Learn the signs for basic words and phrases you use all the time.

The next thing you should do is learn the signs for basic words and phrases you use all the time. This can really help you communicate with others who are deaf or hard of hearing, especially if they work with you at your job.

Sign language is a great way to communicate, but it’s not universal—every country has its own sign language. If someone speaks English as their second language, then they’ll likely use British Sign Language (BSL), which looks different than American Sign Language (ASL).

Also remember that even within one country there can be regional variations; while BSL and ASL look similar on paper, they have slight differences in the way things like hand shapes are used to make each letter or word. For example: If I’m talking about someone being “stupid” in ASL then I’d spell it by making an “S” handshape on my forehead so that people would know what letter I was referring to when spelling out words during conversation! But if I’m speaking BSL then this same word would also be spelled by making an “S” handshape near my mouth because our local version uses facial gestures instead of handshapes over tops of heads!

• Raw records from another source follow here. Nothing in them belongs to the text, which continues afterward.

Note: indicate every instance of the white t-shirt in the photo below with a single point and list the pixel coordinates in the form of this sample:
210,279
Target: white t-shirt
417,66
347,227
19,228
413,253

Practice active listening.

Being a good listener is a learned skill. It’s not enough to just be quiet, nod your head and say “uh-huh.” If you want to truly understand what someone is saying, you need to focus on what they’re saying instead of thinking about what you’re going to say in response.

Here are some ways you can practice active listening:

  • Repeat back what was said in your own words. This shows that you were paying attention and that hearing loss doesn’t prevent good communication skills from being developed or maintained. (For example: “So I see that Melissa is using an old version of Windows.”)
  • Ask for clarification if something isn’t clear or if there is any part of the conversation where it seems like it might be difficult for those involved (such as having one party talk while others are driving).If someone tells me they use an old version of Windows, I’ll ask them if they mean Windows XP or 7 because there was a huge difference between those two operating systems and it’s important for me know which one my client has so I can better help them with their issue

Get comfortable with closed captioning and subtitles.

  • Get comfortable with closed captioning and subtitles.
  • Closed captioning is a great way to learn sign language, and writing down what you’re seeing on the screen can help you understand it more quickly. Subtitles are a good way to get an idea of what people are saying without having to ask them to repeat themselves (which is annoying for everyone involved). Both are available on most TV and movies, as well as some YouTube videos if you’re watching something in English but want subtitles in another language.

You deserve to hear better.

We all deserve to hear better. Being deaf or hard of hearing is not a condition that can be ignored. It’s important to your health and quality of life, relationships with others, work responsibilities and more.

Your hearing loss is just one part of who you are—and you don’t need others’ approval or understanding in order to accept yourself as you are now. But there are ways that you can help yourself feel better about your hearing loss:


I hope these tips help you get the most out of your hearing loss and feel more confident in social situations. Remember, people with hearing loss are just like everyone else—they have goals, ambitions and fears just like anyone else does. The only difference is that they have to work harder to achieve them because of their condition. So let’s all lend a hand to those who need it most!